4. Don't be afraid to use black and white in small details of your design - they can be recognised by everyone.  
5. Always use colour blind filter modes to analyse your work as you progress in colour picking. Some colours will appear very close to others which can create confusion. Consider changing the colour completely, or if you can't compromise that much, you can experiment with darker/lighter shades of the same colour.
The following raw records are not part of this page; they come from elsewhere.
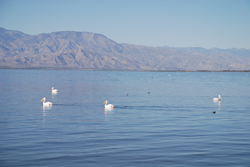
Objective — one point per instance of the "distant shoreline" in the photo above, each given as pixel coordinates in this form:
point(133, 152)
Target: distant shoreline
point(98, 69)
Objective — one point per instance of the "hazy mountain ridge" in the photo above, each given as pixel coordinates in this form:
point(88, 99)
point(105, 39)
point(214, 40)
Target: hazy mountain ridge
point(90, 50)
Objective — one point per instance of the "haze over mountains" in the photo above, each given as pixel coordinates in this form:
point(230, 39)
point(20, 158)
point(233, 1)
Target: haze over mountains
point(86, 50)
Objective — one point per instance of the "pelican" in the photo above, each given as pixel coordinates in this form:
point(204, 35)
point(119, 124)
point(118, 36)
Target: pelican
point(108, 106)
point(217, 99)
point(54, 90)
point(46, 103)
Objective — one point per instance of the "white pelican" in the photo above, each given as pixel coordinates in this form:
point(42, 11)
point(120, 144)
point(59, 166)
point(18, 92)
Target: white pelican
point(46, 103)
point(217, 99)
point(108, 106)
point(54, 90)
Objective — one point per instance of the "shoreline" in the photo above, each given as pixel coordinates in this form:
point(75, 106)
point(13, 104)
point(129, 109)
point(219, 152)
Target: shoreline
point(100, 69)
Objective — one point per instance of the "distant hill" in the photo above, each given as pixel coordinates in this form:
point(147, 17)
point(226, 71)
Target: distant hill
point(95, 51)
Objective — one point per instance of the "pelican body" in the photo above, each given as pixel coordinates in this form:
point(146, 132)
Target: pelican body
point(46, 103)
point(217, 99)
point(108, 106)
point(54, 90)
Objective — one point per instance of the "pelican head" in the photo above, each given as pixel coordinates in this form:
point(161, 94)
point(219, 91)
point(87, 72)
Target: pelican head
point(43, 99)
point(106, 102)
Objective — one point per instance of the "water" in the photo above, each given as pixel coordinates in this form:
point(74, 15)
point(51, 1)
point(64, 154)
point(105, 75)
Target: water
point(159, 119)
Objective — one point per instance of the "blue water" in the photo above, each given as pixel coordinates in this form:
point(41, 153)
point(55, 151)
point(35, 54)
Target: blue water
point(159, 119)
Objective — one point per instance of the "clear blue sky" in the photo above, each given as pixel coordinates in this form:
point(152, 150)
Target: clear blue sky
point(175, 23)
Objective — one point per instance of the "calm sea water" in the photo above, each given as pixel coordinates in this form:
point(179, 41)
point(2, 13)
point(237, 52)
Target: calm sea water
point(159, 119)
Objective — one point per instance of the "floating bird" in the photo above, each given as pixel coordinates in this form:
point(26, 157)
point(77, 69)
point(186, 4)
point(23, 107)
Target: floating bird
point(46, 103)
point(54, 90)
point(108, 106)
point(217, 99)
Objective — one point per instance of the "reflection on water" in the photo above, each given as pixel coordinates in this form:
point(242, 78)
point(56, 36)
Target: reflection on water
point(156, 121)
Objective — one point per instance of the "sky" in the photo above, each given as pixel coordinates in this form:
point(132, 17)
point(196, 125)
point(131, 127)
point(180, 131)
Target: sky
point(175, 23)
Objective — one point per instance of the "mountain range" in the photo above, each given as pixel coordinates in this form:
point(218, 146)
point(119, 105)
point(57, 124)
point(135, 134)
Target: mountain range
point(85, 50)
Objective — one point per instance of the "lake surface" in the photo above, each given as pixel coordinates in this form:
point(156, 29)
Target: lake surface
point(159, 119)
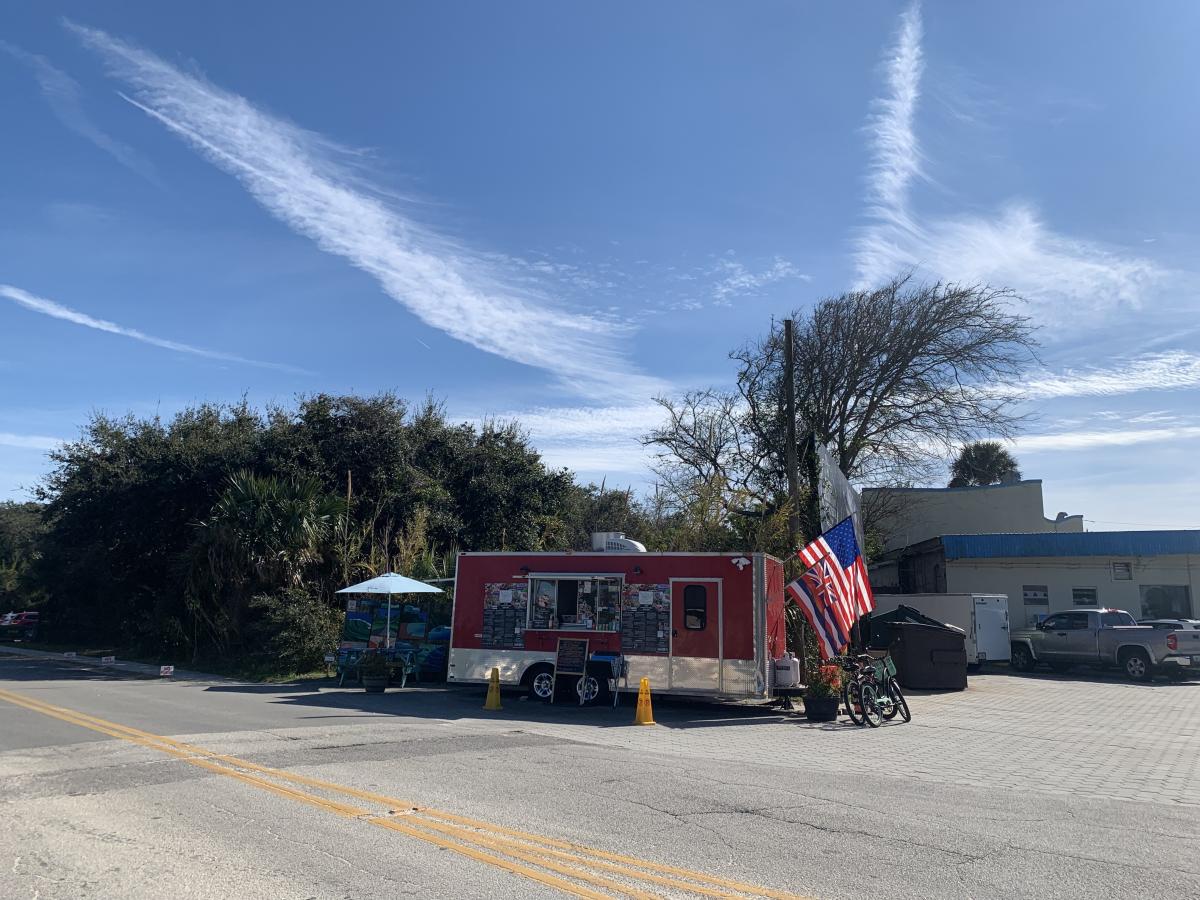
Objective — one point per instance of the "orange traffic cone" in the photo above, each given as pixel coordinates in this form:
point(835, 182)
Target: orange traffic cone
point(493, 691)
point(645, 714)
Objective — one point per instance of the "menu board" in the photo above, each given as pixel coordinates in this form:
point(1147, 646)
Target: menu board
point(504, 615)
point(646, 618)
point(571, 657)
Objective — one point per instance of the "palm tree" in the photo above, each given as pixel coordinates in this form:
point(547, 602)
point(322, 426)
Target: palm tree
point(263, 534)
point(984, 462)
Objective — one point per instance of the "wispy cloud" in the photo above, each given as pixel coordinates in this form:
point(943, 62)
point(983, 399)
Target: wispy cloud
point(65, 99)
point(736, 280)
point(305, 181)
point(1174, 370)
point(1061, 275)
point(58, 311)
point(594, 441)
point(1098, 439)
point(29, 442)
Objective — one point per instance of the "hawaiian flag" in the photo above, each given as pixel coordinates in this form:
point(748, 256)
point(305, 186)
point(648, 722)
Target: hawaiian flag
point(834, 592)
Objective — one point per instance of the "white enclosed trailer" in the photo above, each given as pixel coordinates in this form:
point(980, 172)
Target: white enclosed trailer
point(983, 617)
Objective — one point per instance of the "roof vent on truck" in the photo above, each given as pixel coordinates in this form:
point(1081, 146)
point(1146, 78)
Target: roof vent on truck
point(615, 543)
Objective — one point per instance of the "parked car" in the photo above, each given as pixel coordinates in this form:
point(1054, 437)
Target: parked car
point(1107, 637)
point(18, 625)
point(1173, 624)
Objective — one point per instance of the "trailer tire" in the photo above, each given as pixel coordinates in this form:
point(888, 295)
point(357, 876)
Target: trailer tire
point(1135, 664)
point(1021, 660)
point(539, 681)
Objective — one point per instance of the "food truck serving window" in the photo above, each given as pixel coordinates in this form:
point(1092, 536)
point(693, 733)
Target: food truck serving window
point(583, 601)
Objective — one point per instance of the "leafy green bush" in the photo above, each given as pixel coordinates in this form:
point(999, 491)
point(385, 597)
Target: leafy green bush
point(295, 628)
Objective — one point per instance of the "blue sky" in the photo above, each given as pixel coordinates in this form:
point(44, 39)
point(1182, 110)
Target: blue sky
point(555, 211)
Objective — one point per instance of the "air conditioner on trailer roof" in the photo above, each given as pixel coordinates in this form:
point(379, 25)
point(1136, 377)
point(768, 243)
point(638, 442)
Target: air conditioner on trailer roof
point(615, 543)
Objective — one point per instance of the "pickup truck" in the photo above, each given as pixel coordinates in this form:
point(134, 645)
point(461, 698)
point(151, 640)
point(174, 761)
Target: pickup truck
point(1105, 637)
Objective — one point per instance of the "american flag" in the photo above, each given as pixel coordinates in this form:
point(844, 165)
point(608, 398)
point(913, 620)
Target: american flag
point(834, 591)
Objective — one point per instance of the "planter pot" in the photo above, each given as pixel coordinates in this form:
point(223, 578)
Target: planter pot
point(821, 709)
point(375, 684)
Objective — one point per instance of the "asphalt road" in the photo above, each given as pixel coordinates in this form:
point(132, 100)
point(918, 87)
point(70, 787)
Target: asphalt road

Ok, now back to rethinking of my university's map. The biggest challenge with this map is that the legend is extensive and there are a lot of colours in it. It's easy to create an accessible design when it doesn't require lots of colours - there only so much colour shade you can choose before it becomes even confusing for those who can see the full-colour spectrum. Someone with Deuteranopia colourblindness can only see the colour and the shades of yellow and blue. The map requires 15 different legends with different colours for each - a big challenge for accessibility. The map had to be redone without changing its look completely. It was all traced by hand, layer by layer. street by street, building by building. Over 40 hours were put into it but believe it - it was worth it. Now let me share some results!
Normal Colour Spectrum
Deuteranopia Colour Spectrum
ANU Parking Map Legend - Normal Colour View
ANU Parking Map Legend - Deuteranopia Colour View
The solution was to create specific shapes for each colour, keeping the colour range but have a shape to assimilate with the colour. Because the shapes and colours can be similar, it was also important that the shapes that looked similar had colours that were very distinguishable from each other. The result for a new legend was this:
On top of that, it was important to think about the colours on the surroundings - the streets, the background, the text, the lake and the buildings. It was important to keep the colours from these elements the least distracting - without having to use the strokes on every building like the original map but (which made things even more confusing). Eliminating some of the text and keeping what is important - nonetheless, we want a parking map and nothing else  - the colours were chosen so that they wouldn't look like any of the colours from the legend - with lighter shades to eliminate distraction from the other colours that matter. 
The final result is a map that is clean and in great resolution - although the shapes had to be small because of the numbers of details that the map has, the user is able to zoom in and see the colours and shapes, as well as read the names with a more legible font - Gotham. Every colour has a shape attached to it which makes it accessible for more people to use the map without having to rely so much on colour alone. You can download the full version at the end of this blog :) 
Accessibility does not end with just colourblindness. There are a lot to uncover but no panic! There are some great tools out there that can help and guide you through all things to consider before completing your design quest. You can find guidelines on WCAG (Web Content Accessibility Guidelines) and AGIMO (Australian Government Information Management Office) accessibility standards. There are also tools like CCA (Colour Contrast Analyser) and websites like Toptal who analysis colour contrast and palette to create best colour combinations for people with visual impairments. Also, most of Adobe Cloud applications have colour blindness view proof setup which you can easily change while you are doing your design - this is how to do it on illustrator but you can do it with photoshop too:
Designing for accessibility is not easy. There is a lot to consider when it comes to creating the perfect design, even more so to make it accessible for everyone - but it is necessary. With a bit of tweaking and design thinking your design can be effective and accessible, without having to compromise its 'look.' I hope this small research and exploration of mine has inspired you to pursue a more accessible design in your own practice like it has changed mine.